Famílias só poderão voltar a cidade atingida por incêndio no Canadá em junho

Em Montreal

  • Chris Wattie/ Reuters

Milhares de habitantes de Fort McMurray, região canadense devastada por incêndios florestais, poderão voltar voluntariamente às suas casas em junho se as condições forem favoráveis, disseram as autoridades nesta quarta-feira.

Na localidade petroleira de Fort McMurray "há muitos perigos", disse a primeira-ministra da província de Alberta, Rachel Notley, em coletiva de imprensa. "Temos que lidar com todos eles antes que seja seguro que os habitantes comecem a regressar", declarou.

Notley afirmou que o retorno poderia acontecer entre 1 e 15 de junho, se as condições permitirem, mas "se as condições mudarem, como aconteceu na semana passada, o regresso voluntário pode começar depois" dessa data, esclareceu.

A baixa das temperaturas na semana passada permitiu que os bombeiros apagassem vários focos de incêndio, mas o tempo seco e os ventos contínuos favoreceram nesta quarta-feira o avanço rápido das chamas perto das instalações petroleiras, localizadas cerca de 50 km ao norte de Fort McMurray, e atrasaram a data de regresso dos evacuados.

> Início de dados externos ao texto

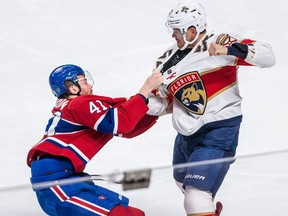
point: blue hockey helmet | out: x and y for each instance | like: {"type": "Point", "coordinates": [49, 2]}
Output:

O corpo de bombeiros estima a superfície queimada na região de Fort McMurray em 4.220 km2, dos quais 670 km2 foram destruídos nas últimas 24 horas.

"Temos condições de fogo extremas", e os ventos avivam as chamas, indicou Travis Fairweather, porta-voz dos bombeiros, à rede de televisão CBC.

Nas duas últimas semanas foram evacuadas mais de 100.000 pessoas de Fort McMurray e arredores, que se refugiaram nas cidades de Edmonton e Calgary e, na maioria dos casos, em casas de familiares nas suas localidades de origem.

O aumento dos incêndios e, principalmente, as espessas colunas de fumaça que rodeiam a cidade obrigaram a suspender ou atrasar os trabalhos de restauração das redes de água, gás e esgoto e das infraestruturas, já que os trabalhadores tiveram que se refugiar.

Uma explosão que afetou quase uma dezena de casas na terça-feira e os incêndios que continuam surgindo por toda a cidade são sinais de que ainda não há condições para o retorno dos habitantes, disse Notley mais cedo nesta quarta-feira.

Dezoito incêndios ativos

A eletricidade foi restabelecida em grande parte da cidade, e o fluxo de gás já retornou a cerca de 60% dos imóveis de Fort McMurray.

As instalações petroleiras continuam ameaçadas pelas chamas, assim como enormes acampamentos de casas pré-fabricadas nos quais, em condições normais, moram milhares de trabalhadores do setor.

Na terça-feira, o fogo destruiu 665 casas de um desses alojamentos, que tinha sido evacuado uma hora antes.

Os grupos petroleiros Suncor e Syncrude, que no final da semana passada fizeram com que grande parte dos empregados retornasse para que a produção fosse retomada, deslocaram na terça-feira 8.000 pessoas para o norte, até a urbanização de Fort MacKay, e deixaram nas instalações apenas uma centena de empregados treinados para combater incêndios.

O impacto na produção petroleira é de cerca de 1,2 milhão de barris diários na bacia de Athabasca, ao norte de Fort McMurray, segundo o instituto Conference Board.

Nesta quarta-feira, 18 incêndios permanecem ativos em toda a província de Alberta, dos quais três estão fora de controle, segundo os serviços de bombeiros.